= Wolfram Conrad Fuchs =

German-born electrical engineer

Wolfram Conrad Fuchs (1865–1908) was a German-born electrical engineer who became a pioneer in radiography. He opened the first x-ray laboratory in the United States in Chicago, and had completed over 1400 x-ray examinations by 1896. His work was critical to the history of radiation protection. He was the father of Arthur Wolfram Fuchs (1895 - 1962), the inventor of the fixed kilovoltage technique of radiography.

== Early life and education ==
Fuchs was born in Germany in 1865 to Julius and Wilhelmina Fuchs. The family emigrated to Chicago in 1870. He returned to Germany to study electrical engineering at the University of Berlin and graduated in 1889. He then went on to Paris to study at the Ecole des Beaux Arts. Upon returning to the United States, Fuchs completed his post-graduate work at the Massachusetts Institute of Technology in Boston.

== Radiography work ==
Shortly after Wilhelm Röntgen's discovery of x-rays, Fuchs was traveling in Germany and was interested in the potential implications x-rays could have for electrical engineering. Meanwhile, in Chicago, Dr. Friedrich Cort Hamisch was also becoming interested in x-ray technology and had established a correspondence with Röntgen. He set up an x-ray laboratory but eventually handed it over to Dr. Otto L. Schmidt, who placed Fuchs in charge of what was eventually known as the Fuchs X-ray Laboratory.

Fuchs' son, Arthur Wolfram Fuchs, wrote in his personal correspondence that:"[the laboratory" was a Mecca for physicians and manufacturers who wanted information regarding the machinery to use and the technic of radiography. He was, according to the men of his time, one of the outstanding radiographers. it seemed that, for a time, no one could obtain the pictures which he was able to make routinely. He was so wrapped up in his experimental work that he would often sleep in his laboratory night after night and week-ends." Fuchs was called to Buffalo, NY to aid the dying President William McKinley after his assassination in 1901, even though no x-rays were ever ultimately used.

== Early radiation protection ==

Fuchs realized the radiation damage from x-ray technology before it was acknowledged by the American Medical Association. His own extensive experimentation with x-rays resulted in severe Roentgen-Dermatitis, requiring the eventual amputation of his fingers and thumbs on both hands. Fuchs believed that "the damage must be seen to be insignificant compared to the good that follows from this wonderful discovery," and came up with ideas to reduce the damage.

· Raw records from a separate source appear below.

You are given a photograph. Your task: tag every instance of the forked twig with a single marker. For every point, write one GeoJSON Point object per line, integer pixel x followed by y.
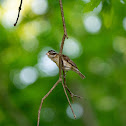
{"type": "Point", "coordinates": [18, 13]}
{"type": "Point", "coordinates": [64, 78]}
{"type": "Point", "coordinates": [68, 99]}
{"type": "Point", "coordinates": [46, 97]}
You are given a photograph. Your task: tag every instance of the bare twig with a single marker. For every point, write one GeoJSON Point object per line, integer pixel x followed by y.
{"type": "Point", "coordinates": [68, 100]}
{"type": "Point", "coordinates": [60, 67]}
{"type": "Point", "coordinates": [63, 19]}
{"type": "Point", "coordinates": [18, 13]}
{"type": "Point", "coordinates": [46, 97]}
{"type": "Point", "coordinates": [64, 78]}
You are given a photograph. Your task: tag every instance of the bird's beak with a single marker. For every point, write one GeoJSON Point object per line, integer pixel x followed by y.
{"type": "Point", "coordinates": [47, 53]}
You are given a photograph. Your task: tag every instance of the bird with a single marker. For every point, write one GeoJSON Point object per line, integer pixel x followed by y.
{"type": "Point", "coordinates": [67, 62]}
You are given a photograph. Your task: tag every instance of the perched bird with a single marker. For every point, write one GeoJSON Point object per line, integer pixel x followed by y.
{"type": "Point", "coordinates": [67, 62]}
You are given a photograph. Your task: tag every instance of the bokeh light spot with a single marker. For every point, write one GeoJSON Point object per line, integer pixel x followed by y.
{"type": "Point", "coordinates": [28, 75]}
{"type": "Point", "coordinates": [47, 114]}
{"type": "Point", "coordinates": [98, 66]}
{"type": "Point", "coordinates": [86, 1]}
{"type": "Point", "coordinates": [78, 110]}
{"type": "Point", "coordinates": [46, 66]}
{"type": "Point", "coordinates": [107, 103]}
{"type": "Point", "coordinates": [72, 48]}
{"type": "Point", "coordinates": [9, 18]}
{"type": "Point", "coordinates": [39, 7]}
{"type": "Point", "coordinates": [124, 23]}
{"type": "Point", "coordinates": [119, 44]}
{"type": "Point", "coordinates": [92, 23]}
{"type": "Point", "coordinates": [98, 8]}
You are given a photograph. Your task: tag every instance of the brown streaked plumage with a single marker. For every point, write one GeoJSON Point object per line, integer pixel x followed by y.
{"type": "Point", "coordinates": [68, 63]}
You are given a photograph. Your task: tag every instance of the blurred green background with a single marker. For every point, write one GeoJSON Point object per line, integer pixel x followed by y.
{"type": "Point", "coordinates": [97, 44]}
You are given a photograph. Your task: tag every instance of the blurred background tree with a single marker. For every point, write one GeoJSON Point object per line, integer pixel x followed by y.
{"type": "Point", "coordinates": [97, 44]}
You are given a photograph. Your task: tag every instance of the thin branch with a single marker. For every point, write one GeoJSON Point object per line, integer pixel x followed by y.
{"type": "Point", "coordinates": [46, 97]}
{"type": "Point", "coordinates": [18, 13]}
{"type": "Point", "coordinates": [60, 66]}
{"type": "Point", "coordinates": [60, 56]}
{"type": "Point", "coordinates": [63, 19]}
{"type": "Point", "coordinates": [64, 78]}
{"type": "Point", "coordinates": [68, 99]}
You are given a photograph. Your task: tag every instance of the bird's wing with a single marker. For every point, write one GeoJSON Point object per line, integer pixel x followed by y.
{"type": "Point", "coordinates": [69, 61]}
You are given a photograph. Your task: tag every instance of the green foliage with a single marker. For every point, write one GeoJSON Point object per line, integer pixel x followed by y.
{"type": "Point", "coordinates": [101, 58]}
{"type": "Point", "coordinates": [91, 5]}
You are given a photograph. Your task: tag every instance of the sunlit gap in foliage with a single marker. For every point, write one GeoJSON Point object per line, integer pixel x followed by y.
{"type": "Point", "coordinates": [101, 68]}
{"type": "Point", "coordinates": [72, 48]}
{"type": "Point", "coordinates": [47, 115]}
{"type": "Point", "coordinates": [78, 109]}
{"type": "Point", "coordinates": [86, 1]}
{"type": "Point", "coordinates": [39, 7]}
{"type": "Point", "coordinates": [46, 66]}
{"type": "Point", "coordinates": [98, 9]}
{"type": "Point", "coordinates": [92, 23]}
{"type": "Point", "coordinates": [124, 23]}
{"type": "Point", "coordinates": [119, 44]}
{"type": "Point", "coordinates": [9, 7]}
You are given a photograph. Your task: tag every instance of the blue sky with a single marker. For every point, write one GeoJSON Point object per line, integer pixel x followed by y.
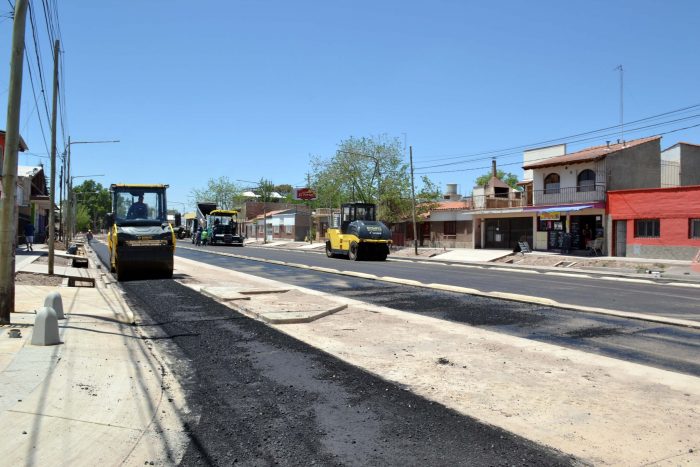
{"type": "Point", "coordinates": [251, 89]}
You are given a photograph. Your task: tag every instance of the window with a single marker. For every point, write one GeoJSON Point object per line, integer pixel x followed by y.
{"type": "Point", "coordinates": [586, 180]}
{"type": "Point", "coordinates": [647, 228]}
{"type": "Point", "coordinates": [551, 184]}
{"type": "Point", "coordinates": [694, 231]}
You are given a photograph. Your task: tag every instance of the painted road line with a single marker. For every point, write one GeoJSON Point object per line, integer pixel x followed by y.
{"type": "Point", "coordinates": [525, 271]}
{"type": "Point", "coordinates": [683, 284]}
{"type": "Point", "coordinates": [454, 288]}
{"type": "Point", "coordinates": [501, 295]}
{"type": "Point", "coordinates": [568, 274]}
{"type": "Point", "coordinates": [398, 280]}
{"type": "Point", "coordinates": [627, 279]}
{"type": "Point", "coordinates": [362, 275]}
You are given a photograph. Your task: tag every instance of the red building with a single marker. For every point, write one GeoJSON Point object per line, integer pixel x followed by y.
{"type": "Point", "coordinates": [661, 223]}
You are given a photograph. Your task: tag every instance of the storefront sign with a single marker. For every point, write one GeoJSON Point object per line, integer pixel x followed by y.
{"type": "Point", "coordinates": [306, 194]}
{"type": "Point", "coordinates": [550, 216]}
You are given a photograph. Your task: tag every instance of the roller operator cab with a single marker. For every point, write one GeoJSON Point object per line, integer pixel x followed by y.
{"type": "Point", "coordinates": [224, 227]}
{"type": "Point", "coordinates": [357, 234]}
{"type": "Point", "coordinates": [140, 240]}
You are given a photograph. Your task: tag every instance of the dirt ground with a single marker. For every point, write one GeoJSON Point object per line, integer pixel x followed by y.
{"type": "Point", "coordinates": [580, 262]}
{"type": "Point", "coordinates": [603, 410]}
{"type": "Point", "coordinates": [422, 252]}
{"type": "Point", "coordinates": [28, 278]}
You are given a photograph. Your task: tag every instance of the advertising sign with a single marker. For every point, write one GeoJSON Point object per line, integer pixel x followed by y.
{"type": "Point", "coordinates": [307, 194]}
{"type": "Point", "coordinates": [550, 216]}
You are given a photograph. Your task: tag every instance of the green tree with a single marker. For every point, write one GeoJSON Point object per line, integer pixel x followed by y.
{"type": "Point", "coordinates": [222, 191]}
{"type": "Point", "coordinates": [508, 178]}
{"type": "Point", "coordinates": [82, 218]}
{"type": "Point", "coordinates": [428, 196]}
{"type": "Point", "coordinates": [95, 199]}
{"type": "Point", "coordinates": [369, 170]}
{"type": "Point", "coordinates": [264, 190]}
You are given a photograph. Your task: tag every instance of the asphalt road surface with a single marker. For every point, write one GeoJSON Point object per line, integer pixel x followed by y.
{"type": "Point", "coordinates": [663, 346]}
{"type": "Point", "coordinates": [260, 397]}
{"type": "Point", "coordinates": [676, 302]}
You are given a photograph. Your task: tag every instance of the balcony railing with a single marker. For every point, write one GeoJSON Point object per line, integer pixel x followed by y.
{"type": "Point", "coordinates": [528, 198]}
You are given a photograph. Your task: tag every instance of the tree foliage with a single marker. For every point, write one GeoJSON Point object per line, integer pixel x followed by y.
{"type": "Point", "coordinates": [96, 201]}
{"type": "Point", "coordinates": [368, 170]}
{"type": "Point", "coordinates": [428, 196]}
{"type": "Point", "coordinates": [264, 190]}
{"type": "Point", "coordinates": [82, 218]}
{"type": "Point", "coordinates": [508, 178]}
{"type": "Point", "coordinates": [222, 191]}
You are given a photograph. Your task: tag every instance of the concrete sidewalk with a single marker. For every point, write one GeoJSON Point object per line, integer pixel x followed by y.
{"type": "Point", "coordinates": [105, 395]}
{"type": "Point", "coordinates": [603, 410]}
{"type": "Point", "coordinates": [684, 271]}
{"type": "Point", "coordinates": [101, 397]}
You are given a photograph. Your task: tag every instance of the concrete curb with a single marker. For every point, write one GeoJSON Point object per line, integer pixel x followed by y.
{"type": "Point", "coordinates": [469, 291]}
{"type": "Point", "coordinates": [670, 280]}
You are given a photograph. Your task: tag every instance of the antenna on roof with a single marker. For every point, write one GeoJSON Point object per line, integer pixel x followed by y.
{"type": "Point", "coordinates": [622, 107]}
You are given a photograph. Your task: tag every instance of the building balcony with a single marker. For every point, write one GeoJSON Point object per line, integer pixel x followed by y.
{"type": "Point", "coordinates": [529, 198]}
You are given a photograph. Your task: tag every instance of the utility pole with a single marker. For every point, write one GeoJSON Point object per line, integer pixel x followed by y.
{"type": "Point", "coordinates": [52, 195]}
{"type": "Point", "coordinates": [413, 204]}
{"type": "Point", "coordinates": [8, 234]}
{"type": "Point", "coordinates": [60, 203]}
{"type": "Point", "coordinates": [308, 205]}
{"type": "Point", "coordinates": [68, 199]}
{"type": "Point", "coordinates": [622, 107]}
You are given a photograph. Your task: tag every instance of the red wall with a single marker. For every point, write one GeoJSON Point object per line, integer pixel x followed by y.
{"type": "Point", "coordinates": [673, 206]}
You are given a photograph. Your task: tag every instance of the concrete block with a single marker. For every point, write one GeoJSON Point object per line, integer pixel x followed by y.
{"type": "Point", "coordinates": [45, 327]}
{"type": "Point", "coordinates": [225, 294]}
{"type": "Point", "coordinates": [53, 300]}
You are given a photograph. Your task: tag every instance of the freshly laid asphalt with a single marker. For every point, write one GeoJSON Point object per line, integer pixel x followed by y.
{"type": "Point", "coordinates": [659, 345]}
{"type": "Point", "coordinates": [260, 397]}
{"type": "Point", "coordinates": [576, 289]}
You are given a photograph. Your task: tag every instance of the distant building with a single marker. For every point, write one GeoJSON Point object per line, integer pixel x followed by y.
{"type": "Point", "coordinates": [661, 223]}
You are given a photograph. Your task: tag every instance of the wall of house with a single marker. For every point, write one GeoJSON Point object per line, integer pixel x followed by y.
{"type": "Point", "coordinates": [534, 155]}
{"type": "Point", "coordinates": [690, 165]}
{"type": "Point", "coordinates": [463, 238]}
{"type": "Point", "coordinates": [635, 167]}
{"type": "Point", "coordinates": [672, 206]}
{"type": "Point", "coordinates": [568, 174]}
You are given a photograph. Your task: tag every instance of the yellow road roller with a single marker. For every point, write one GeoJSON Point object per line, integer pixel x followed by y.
{"type": "Point", "coordinates": [357, 235]}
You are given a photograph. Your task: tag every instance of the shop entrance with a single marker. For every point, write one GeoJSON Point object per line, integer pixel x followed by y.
{"type": "Point", "coordinates": [585, 229]}
{"type": "Point", "coordinates": [506, 233]}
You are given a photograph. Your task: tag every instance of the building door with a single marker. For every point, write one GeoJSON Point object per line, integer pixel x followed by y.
{"type": "Point", "coordinates": [424, 233]}
{"type": "Point", "coordinates": [621, 238]}
{"type": "Point", "coordinates": [506, 233]}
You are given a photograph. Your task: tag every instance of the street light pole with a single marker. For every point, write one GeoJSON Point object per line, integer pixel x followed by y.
{"type": "Point", "coordinates": [8, 208]}
{"type": "Point", "coordinates": [73, 205]}
{"type": "Point", "coordinates": [264, 212]}
{"type": "Point", "coordinates": [69, 181]}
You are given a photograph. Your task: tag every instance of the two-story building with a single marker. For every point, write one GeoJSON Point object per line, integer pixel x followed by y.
{"type": "Point", "coordinates": [561, 203]}
{"type": "Point", "coordinates": [568, 191]}
{"type": "Point", "coordinates": [660, 223]}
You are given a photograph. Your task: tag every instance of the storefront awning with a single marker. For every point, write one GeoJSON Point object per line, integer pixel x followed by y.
{"type": "Point", "coordinates": [566, 208]}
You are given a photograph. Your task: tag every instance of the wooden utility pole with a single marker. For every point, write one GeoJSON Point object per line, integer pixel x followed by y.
{"type": "Point", "coordinates": [68, 201]}
{"type": "Point", "coordinates": [52, 195]}
{"type": "Point", "coordinates": [8, 203]}
{"type": "Point", "coordinates": [413, 203]}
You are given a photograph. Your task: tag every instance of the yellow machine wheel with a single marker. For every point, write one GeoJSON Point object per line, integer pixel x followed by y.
{"type": "Point", "coordinates": [354, 252]}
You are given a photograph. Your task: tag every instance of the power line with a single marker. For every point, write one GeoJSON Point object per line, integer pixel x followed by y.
{"type": "Point", "coordinates": [646, 127]}
{"type": "Point", "coordinates": [560, 139]}
{"type": "Point", "coordinates": [542, 158]}
{"type": "Point", "coordinates": [36, 101]}
{"type": "Point", "coordinates": [37, 52]}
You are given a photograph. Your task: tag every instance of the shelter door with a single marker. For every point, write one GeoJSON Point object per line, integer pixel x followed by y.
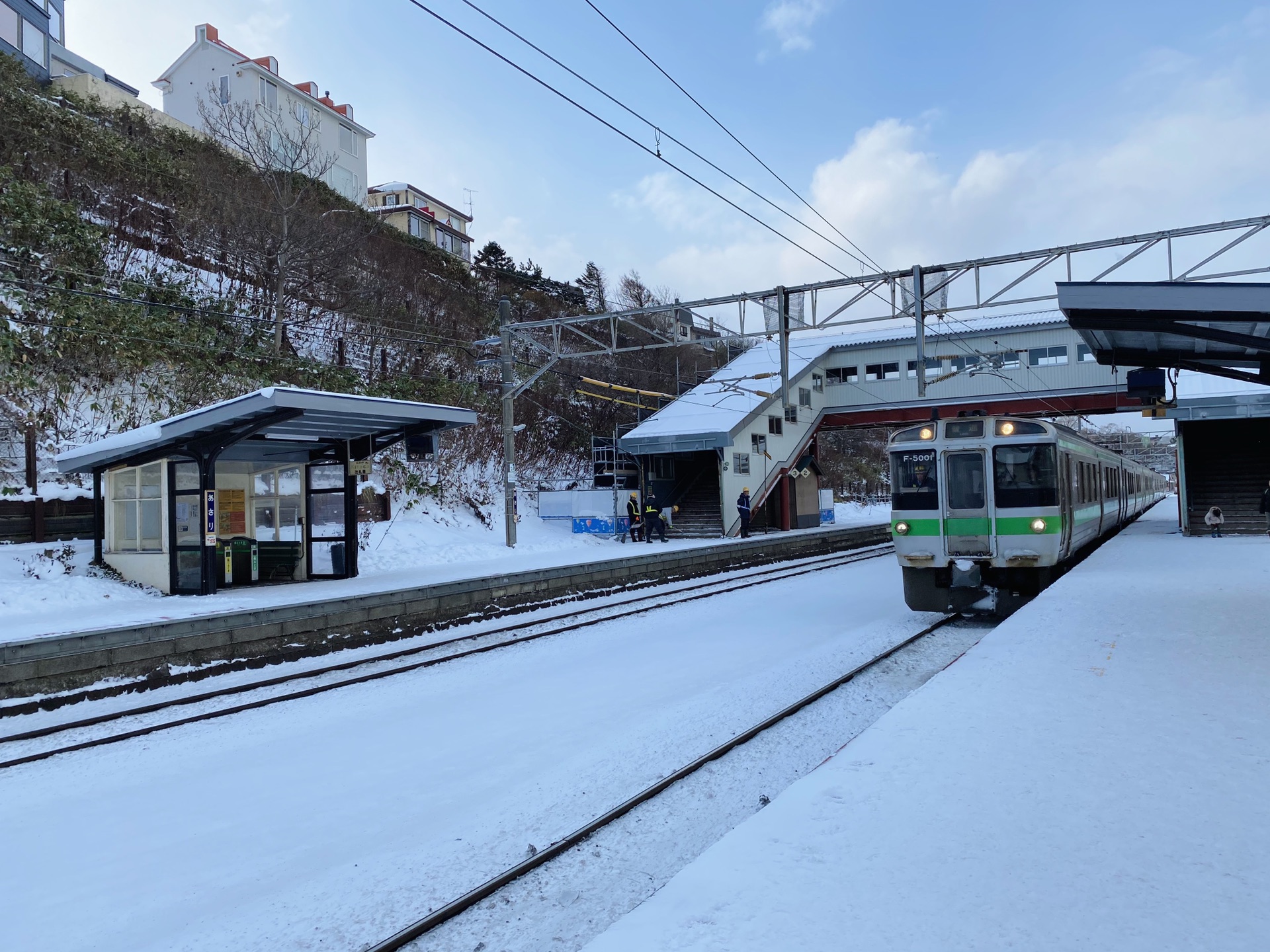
{"type": "Point", "coordinates": [967, 527]}
{"type": "Point", "coordinates": [327, 537]}
{"type": "Point", "coordinates": [186, 528]}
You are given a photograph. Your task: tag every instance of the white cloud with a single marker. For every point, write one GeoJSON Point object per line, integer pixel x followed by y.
{"type": "Point", "coordinates": [792, 22]}
{"type": "Point", "coordinates": [1197, 155]}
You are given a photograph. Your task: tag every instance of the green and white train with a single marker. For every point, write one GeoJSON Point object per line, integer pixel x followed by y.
{"type": "Point", "coordinates": [988, 510]}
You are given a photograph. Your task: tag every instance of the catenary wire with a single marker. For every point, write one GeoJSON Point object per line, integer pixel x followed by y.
{"type": "Point", "coordinates": [626, 136]}
{"type": "Point", "coordinates": [663, 132]}
{"type": "Point", "coordinates": [734, 138]}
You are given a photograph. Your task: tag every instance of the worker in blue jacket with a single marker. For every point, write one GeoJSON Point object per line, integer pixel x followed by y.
{"type": "Point", "coordinates": [653, 521]}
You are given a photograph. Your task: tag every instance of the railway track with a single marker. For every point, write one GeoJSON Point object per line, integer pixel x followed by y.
{"type": "Point", "coordinates": [422, 927]}
{"type": "Point", "coordinates": [403, 660]}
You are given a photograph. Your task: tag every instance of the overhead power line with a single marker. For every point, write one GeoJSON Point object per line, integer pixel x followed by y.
{"type": "Point", "coordinates": [733, 138]}
{"type": "Point", "coordinates": [659, 131]}
{"type": "Point", "coordinates": [626, 136]}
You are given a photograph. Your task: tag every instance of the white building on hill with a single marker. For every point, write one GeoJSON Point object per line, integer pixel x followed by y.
{"type": "Point", "coordinates": [212, 70]}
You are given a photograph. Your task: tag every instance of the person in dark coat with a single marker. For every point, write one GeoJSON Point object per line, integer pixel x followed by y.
{"type": "Point", "coordinates": [743, 510]}
{"type": "Point", "coordinates": [653, 521]}
{"type": "Point", "coordinates": [633, 516]}
{"type": "Point", "coordinates": [1214, 520]}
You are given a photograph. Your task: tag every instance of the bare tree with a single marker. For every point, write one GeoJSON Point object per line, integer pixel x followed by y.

On December 12, 1896, Fuchs made the following reasonable recommendations in Western Electrician:

- Make the exposure as short as possible
- Do not place the x-ray tube closer to the body than 12 inches (30 cm).
- Rub the skin carefully with Vaseline and leave a layer on the part that shall be exposed.

He also added that: "The x-ray 'burn' is no more dangerous than normal burns... when the x rays encounter the skull for a longer period, the hair falls out but it grows back without any unpleasant after-effects."

== Death ==

Also suffering from metastatic cancer, Fuchs died after several operations on April 21, 1907.